Bütün vatandaşlar, kanun önünde eşittir; eşit hak ve yükümlülüklere sâhiptir.
Makamlar ve görevler, vatandaşlık bağı ve liyakat gibi kıstaslara göre belirlenir. Bu, ulus-devletin en temel özelliğidir.
Hak ve yükümlülükleri, makam ve görevleri, vatandaşların soyu-sopu ve inancına göre belirlemek, milletin ve devletin parçalanması sonucunu doğurur. Bu, Lübnanlaşmadır.
Millî birliğini kaybeden bir toplumda, kardeş kardeşi boğazlar. Lübnan, Irak, Suriye, Bosna ve Ruanda gibi ülkelerde yaşanan korkunç kardeş kıyımları, bunun en üzücü örnekleridir.
ABD Büyükelçisi Barak, “İsrail, bölgesinde ulus-devlet istemez” diyerek, baklayı ağzından çıkarmıştır.
İsrail, Araplarla başa çıkabileceğini 1948’den buyana onlarla yaptığı bütün savaşları kazanarak, göstermiştir.
Ancak, İsrail, Türkiye ve İran ile başa çıkamaz. Buna gücü yetmez.
İsrail’in, Türkiye ve İran ile başa çıkabilmesinin yegâne yolu, bu iki kadim ülkenin millî birliğinin parçalanmasıdır.
Türk ulus-devletini parçalamaya yönelik bütün çabalar, İsrail’in amacına hizmet etmektedir.
İsrail’in amacına hizmet eden bir kötülüğü bilinçli yapanlar hâin, bilgisizliği sebebiyle yapanlar gâfildir.
“Akılsız dost akıllı düşman” sözü boşuna söylenmemiştir.
Binlerce yıllık târihinde sayısız gâilenin üstesinden gelerek, varlığını devâm ettirmeyi başarmış olan Yüce Türk Milleti, bugün de içten ve dıştan yapılan darbeleri savuşturacak, târihî yolculuğuna devâm edecektir. Hâinler ve gâfiller, yaptıkları kötülüklerin utancıyla yaşayacaklardır.
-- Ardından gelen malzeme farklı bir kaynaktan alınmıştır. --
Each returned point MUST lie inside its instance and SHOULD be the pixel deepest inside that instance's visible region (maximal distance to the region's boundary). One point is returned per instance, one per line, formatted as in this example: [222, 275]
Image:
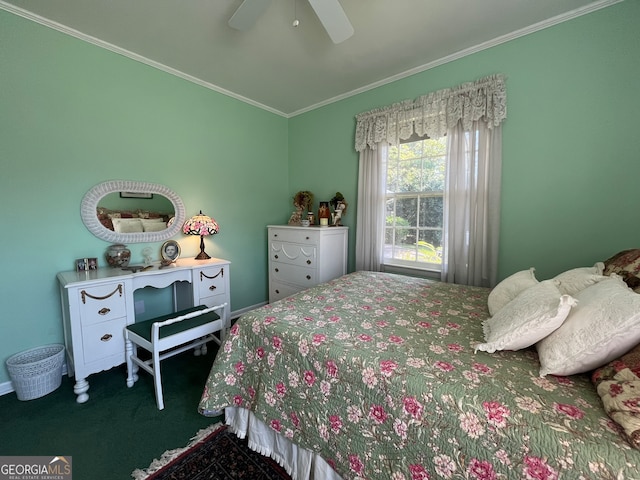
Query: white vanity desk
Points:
[97, 304]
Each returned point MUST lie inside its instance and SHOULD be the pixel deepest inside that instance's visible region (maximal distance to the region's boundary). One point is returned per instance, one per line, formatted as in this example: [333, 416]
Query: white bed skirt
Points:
[299, 462]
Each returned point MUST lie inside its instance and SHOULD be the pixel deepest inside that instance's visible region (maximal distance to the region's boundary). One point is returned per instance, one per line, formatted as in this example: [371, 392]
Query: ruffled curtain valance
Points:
[435, 113]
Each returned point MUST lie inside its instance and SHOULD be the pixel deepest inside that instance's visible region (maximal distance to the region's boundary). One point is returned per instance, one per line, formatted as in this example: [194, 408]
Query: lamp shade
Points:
[201, 225]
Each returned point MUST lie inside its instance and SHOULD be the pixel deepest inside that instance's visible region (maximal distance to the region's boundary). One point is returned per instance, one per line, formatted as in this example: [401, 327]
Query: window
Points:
[414, 203]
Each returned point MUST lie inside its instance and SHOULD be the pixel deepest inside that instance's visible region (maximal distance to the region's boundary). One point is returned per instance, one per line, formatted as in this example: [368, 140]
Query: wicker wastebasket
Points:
[36, 372]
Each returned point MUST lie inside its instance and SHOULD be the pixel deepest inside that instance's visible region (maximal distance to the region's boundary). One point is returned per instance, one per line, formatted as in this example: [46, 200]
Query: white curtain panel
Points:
[472, 205]
[370, 217]
[471, 116]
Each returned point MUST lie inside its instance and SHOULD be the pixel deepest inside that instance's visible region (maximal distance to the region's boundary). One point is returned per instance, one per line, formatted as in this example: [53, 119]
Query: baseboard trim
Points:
[7, 387]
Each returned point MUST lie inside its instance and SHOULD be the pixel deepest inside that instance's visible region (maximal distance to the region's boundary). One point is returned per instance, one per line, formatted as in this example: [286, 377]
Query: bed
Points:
[378, 376]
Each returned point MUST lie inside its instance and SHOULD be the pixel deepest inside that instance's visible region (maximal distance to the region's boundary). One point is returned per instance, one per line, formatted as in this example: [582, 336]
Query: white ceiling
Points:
[289, 70]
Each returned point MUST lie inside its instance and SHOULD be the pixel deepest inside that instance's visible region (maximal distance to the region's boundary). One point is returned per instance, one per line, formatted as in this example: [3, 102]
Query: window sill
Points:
[413, 271]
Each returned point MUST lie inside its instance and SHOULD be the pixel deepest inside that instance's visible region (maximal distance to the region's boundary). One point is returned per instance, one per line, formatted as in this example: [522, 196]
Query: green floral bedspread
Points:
[377, 373]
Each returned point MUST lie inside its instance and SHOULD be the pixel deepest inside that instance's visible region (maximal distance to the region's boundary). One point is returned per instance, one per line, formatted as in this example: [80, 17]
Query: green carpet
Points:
[119, 429]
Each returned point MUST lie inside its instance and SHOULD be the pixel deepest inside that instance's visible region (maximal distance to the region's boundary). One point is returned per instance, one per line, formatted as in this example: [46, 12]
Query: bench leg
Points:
[132, 368]
[157, 380]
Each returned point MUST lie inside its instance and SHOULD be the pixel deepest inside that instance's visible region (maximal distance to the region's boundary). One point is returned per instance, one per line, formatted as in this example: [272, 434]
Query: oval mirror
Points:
[122, 211]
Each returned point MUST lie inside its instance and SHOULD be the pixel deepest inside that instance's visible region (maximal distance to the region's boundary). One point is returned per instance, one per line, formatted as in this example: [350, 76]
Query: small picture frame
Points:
[170, 250]
[82, 264]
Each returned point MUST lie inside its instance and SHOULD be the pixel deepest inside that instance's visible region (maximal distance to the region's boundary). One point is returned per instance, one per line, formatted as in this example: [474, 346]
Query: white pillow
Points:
[577, 279]
[153, 224]
[530, 317]
[126, 225]
[604, 325]
[509, 288]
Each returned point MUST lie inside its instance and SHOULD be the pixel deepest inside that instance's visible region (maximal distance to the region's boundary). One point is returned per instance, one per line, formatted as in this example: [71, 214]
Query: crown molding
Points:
[598, 5]
[466, 52]
[126, 53]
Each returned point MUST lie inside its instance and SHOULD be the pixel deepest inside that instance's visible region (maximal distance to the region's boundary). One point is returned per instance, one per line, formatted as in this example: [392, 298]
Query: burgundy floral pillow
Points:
[618, 385]
[627, 265]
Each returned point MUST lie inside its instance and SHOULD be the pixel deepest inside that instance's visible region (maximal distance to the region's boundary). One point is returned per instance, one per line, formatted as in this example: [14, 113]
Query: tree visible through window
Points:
[414, 203]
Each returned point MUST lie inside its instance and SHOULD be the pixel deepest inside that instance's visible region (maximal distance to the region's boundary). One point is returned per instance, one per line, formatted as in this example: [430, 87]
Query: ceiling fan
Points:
[329, 12]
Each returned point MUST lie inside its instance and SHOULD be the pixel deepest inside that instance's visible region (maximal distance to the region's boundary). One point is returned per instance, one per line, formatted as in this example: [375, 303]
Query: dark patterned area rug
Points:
[214, 453]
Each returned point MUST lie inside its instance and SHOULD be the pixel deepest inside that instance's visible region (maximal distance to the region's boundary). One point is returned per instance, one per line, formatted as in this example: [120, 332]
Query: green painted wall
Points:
[570, 158]
[73, 115]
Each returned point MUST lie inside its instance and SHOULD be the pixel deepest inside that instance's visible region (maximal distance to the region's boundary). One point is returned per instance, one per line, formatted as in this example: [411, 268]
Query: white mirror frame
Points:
[89, 206]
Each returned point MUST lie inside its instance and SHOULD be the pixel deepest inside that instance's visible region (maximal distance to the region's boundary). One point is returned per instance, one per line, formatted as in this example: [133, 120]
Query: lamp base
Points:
[202, 255]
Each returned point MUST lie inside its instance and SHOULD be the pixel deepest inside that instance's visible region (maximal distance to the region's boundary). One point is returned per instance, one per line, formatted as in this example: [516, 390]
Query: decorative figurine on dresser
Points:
[301, 257]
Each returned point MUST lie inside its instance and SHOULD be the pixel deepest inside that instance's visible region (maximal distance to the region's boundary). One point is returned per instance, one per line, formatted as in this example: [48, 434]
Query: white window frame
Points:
[418, 195]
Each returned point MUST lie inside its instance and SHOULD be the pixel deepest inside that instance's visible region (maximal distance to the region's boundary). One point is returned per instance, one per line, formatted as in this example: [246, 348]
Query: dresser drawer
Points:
[210, 281]
[294, 254]
[284, 272]
[103, 340]
[101, 303]
[305, 236]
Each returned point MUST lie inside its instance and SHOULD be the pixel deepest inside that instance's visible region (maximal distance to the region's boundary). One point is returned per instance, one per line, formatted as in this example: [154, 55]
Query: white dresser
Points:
[301, 257]
[97, 304]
Türk Milleti, Tanrı’nın ordusudur.
Türk Milleti, Tanrı’nın hizmetindedir.
Türk Milleti, iyiliğin yeryüzünde hâkîm kılınmasını, kötülüğün yeryüzünden kaldırılmasını, bütün insanlığın barış ve huzur içinde yaşatılmasını sağlama görevini üstlenmiş, bunu ilâhî bir görev olarak kabûl etmiştir.
Binlerce yıllık târihimiz, Türk Milletinin bu asil görevini lâyıkıyla yerine getirdiğinin, bu uğurda kanını sebil gibi akıttığının şâhididir.
Yüce Tanrı, “benim ordum” dediği Türk Milleti’nin koruyucusu ve yardımcısıdır.
Türk Milleti, bu sıkıntılı günleri de atlatacaktır.
Türk Milletine kötülük edenler, müstahaklarını muhakkak sûrette bulacaklardır.